Open source messaging is about to take a huge step forward with the
integration of the Zimbra Collaboration Suite into a national offering from
Comcast.
Comcast will leverage the Zimbra platform to offer its customers e-mail, instant messaging and voicemail within one
online dashboard.
Financial terms of the deal were not disclosed. HP is involved
in the deal as a systems integrator and will provide managed services.
“What Comcast has done is take the base Zimbra platform and then provide
extension points for visual voicemail and for the integrated address book,”
John Robb, vice president of marketing and product management, told
internetnews.com
Robb said the idea is to create a general purpose platform that carriers and ISPs can use to create a white label service for customers; the individual carrier can then differentiate the offering by building
unique components on top of the stock Zimbra offering.
According to Robb, Zimbra had been in discussions with Comcast for a long time — meeting with Comcast before Zimbra came out of stealth mode last year — before consummating the deal.
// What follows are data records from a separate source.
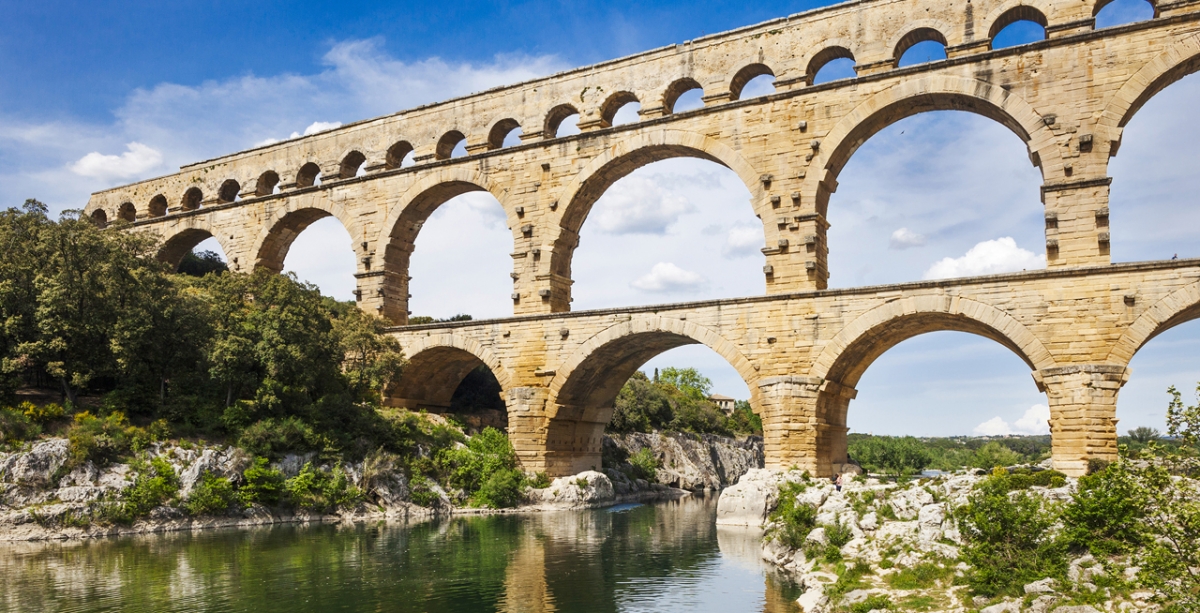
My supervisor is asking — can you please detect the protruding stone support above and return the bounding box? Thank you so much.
[1033,363,1129,476]
[1042,176,1112,269]
[354,270,408,325]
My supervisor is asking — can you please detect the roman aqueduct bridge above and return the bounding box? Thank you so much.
[86,0,1200,475]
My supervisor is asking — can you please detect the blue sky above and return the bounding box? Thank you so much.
[0,0,1200,434]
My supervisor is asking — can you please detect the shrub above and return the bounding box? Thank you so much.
[629,447,659,483]
[239,457,286,506]
[17,401,64,423]
[284,462,362,513]
[954,471,1066,596]
[0,408,42,445]
[769,482,817,549]
[184,470,241,515]
[238,417,317,459]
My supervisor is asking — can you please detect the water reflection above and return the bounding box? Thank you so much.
[0,497,798,613]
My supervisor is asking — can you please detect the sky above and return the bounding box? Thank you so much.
[0,0,1200,435]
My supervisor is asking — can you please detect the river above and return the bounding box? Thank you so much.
[0,497,799,613]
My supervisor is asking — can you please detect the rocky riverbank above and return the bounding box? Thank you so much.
[716,468,1158,613]
[0,433,762,541]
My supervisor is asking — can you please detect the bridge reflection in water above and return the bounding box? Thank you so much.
[0,497,799,613]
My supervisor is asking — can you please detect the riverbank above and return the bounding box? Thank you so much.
[0,433,762,541]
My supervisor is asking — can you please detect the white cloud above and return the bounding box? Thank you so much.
[888,228,925,250]
[974,404,1050,437]
[924,236,1046,278]
[592,176,695,234]
[71,142,162,181]
[631,262,706,292]
[721,223,763,258]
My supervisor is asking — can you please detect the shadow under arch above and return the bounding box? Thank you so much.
[156,226,235,270]
[808,77,1062,215]
[550,130,769,313]
[385,332,512,409]
[244,193,358,272]
[545,315,758,476]
[810,295,1056,475]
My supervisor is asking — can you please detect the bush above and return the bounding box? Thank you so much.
[629,447,659,483]
[238,417,317,459]
[1062,463,1147,555]
[184,470,241,515]
[239,457,286,506]
[769,483,817,549]
[954,471,1066,596]
[0,408,42,446]
[283,462,362,513]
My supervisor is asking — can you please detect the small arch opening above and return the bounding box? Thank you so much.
[254,170,280,196]
[989,6,1049,49]
[662,78,704,115]
[600,91,642,127]
[893,28,947,68]
[386,140,416,170]
[542,104,580,138]
[1093,0,1158,30]
[337,151,367,179]
[179,187,204,211]
[434,130,467,160]
[217,179,241,204]
[296,162,320,190]
[487,118,521,150]
[808,47,858,85]
[730,64,775,100]
[116,203,138,223]
[146,194,167,217]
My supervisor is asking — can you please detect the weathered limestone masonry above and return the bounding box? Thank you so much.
[86,0,1200,475]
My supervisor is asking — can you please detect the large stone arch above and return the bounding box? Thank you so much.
[1104,283,1200,367]
[809,295,1055,474]
[156,216,240,270]
[1097,34,1200,156]
[550,130,770,312]
[369,168,518,325]
[386,331,512,409]
[805,76,1062,214]
[243,190,361,272]
[546,314,757,474]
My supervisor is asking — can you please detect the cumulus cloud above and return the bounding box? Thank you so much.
[721,223,763,258]
[974,404,1050,437]
[888,228,925,250]
[592,176,695,235]
[631,262,707,293]
[925,236,1046,278]
[71,142,162,182]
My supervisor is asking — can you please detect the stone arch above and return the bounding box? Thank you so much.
[550,130,769,312]
[804,43,858,85]
[600,91,638,127]
[156,221,238,270]
[376,166,506,324]
[809,295,1055,475]
[662,77,704,115]
[250,193,358,272]
[730,62,775,100]
[388,331,512,409]
[1104,283,1200,366]
[806,76,1062,215]
[541,104,580,138]
[892,26,949,66]
[146,194,167,217]
[545,314,758,476]
[487,118,521,150]
[1097,34,1200,156]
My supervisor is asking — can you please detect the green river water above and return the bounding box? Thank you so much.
[0,497,799,613]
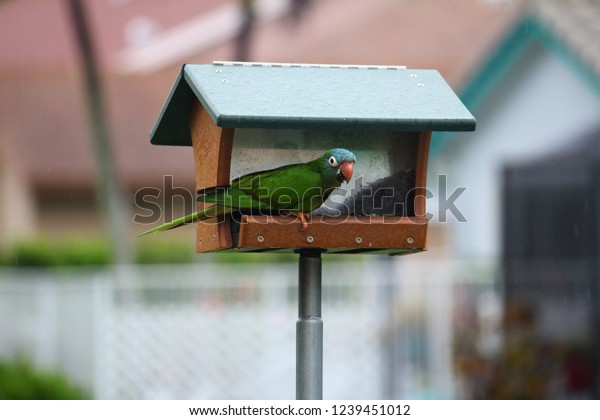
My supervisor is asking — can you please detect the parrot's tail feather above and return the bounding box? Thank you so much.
[138,206,232,237]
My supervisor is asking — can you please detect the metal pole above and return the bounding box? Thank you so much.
[296,250,323,400]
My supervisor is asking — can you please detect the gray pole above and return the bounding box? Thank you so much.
[296,250,323,400]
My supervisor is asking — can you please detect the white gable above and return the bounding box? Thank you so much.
[428,45,600,257]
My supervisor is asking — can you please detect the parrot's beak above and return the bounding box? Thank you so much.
[340,162,354,182]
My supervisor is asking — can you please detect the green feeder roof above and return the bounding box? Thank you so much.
[151,62,475,146]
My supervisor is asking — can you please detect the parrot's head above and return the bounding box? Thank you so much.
[323,148,356,184]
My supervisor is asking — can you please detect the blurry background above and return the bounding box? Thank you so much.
[0,0,600,399]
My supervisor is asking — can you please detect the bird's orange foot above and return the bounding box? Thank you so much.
[290,211,310,231]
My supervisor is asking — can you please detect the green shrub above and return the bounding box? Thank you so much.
[0,357,88,400]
Zimbra includes a collaboration server that handles the back end of e-mail, calendaring and collaboration, and a browser- based AJAX client front end, which runs on all major browsers.
The Comcast deployment could well be one of the largest ever for Zimbra, requiring the system to scale to a very high number of users. It’s a challenge that Robb said Zimbra is ready for.
Robb explained that HP tested the Zimbra system at a higher volume than
Zimbra itself had ever tested it. HP scaled the system to see just how high it
could go. It turns out the core Zimbra architecture can handle the volume that Comcast needs, Robb said.
Robb noted that Zimbra is using standard MySQL for the Comcast implementation without any issues around
availability or scalability.
Robb admitted however that Zimbra did have to make some adjustments.
“We did change the way we deal with users and data and inactive users in
order to make some improvement,” Robb said.
Improvements that come as the result of the Comcast collaboration may well
end up in future versions of the core Zimbra platform. Currently, Zimbra is
at version 4.5 with version 5 expected by the end of the year.
Zimbra recently issued a release claiming that it had crossed the six
million paid mailbox threshold. Zimbra’s six million paid mailboxes are
spread across over 1,300 customer deployments.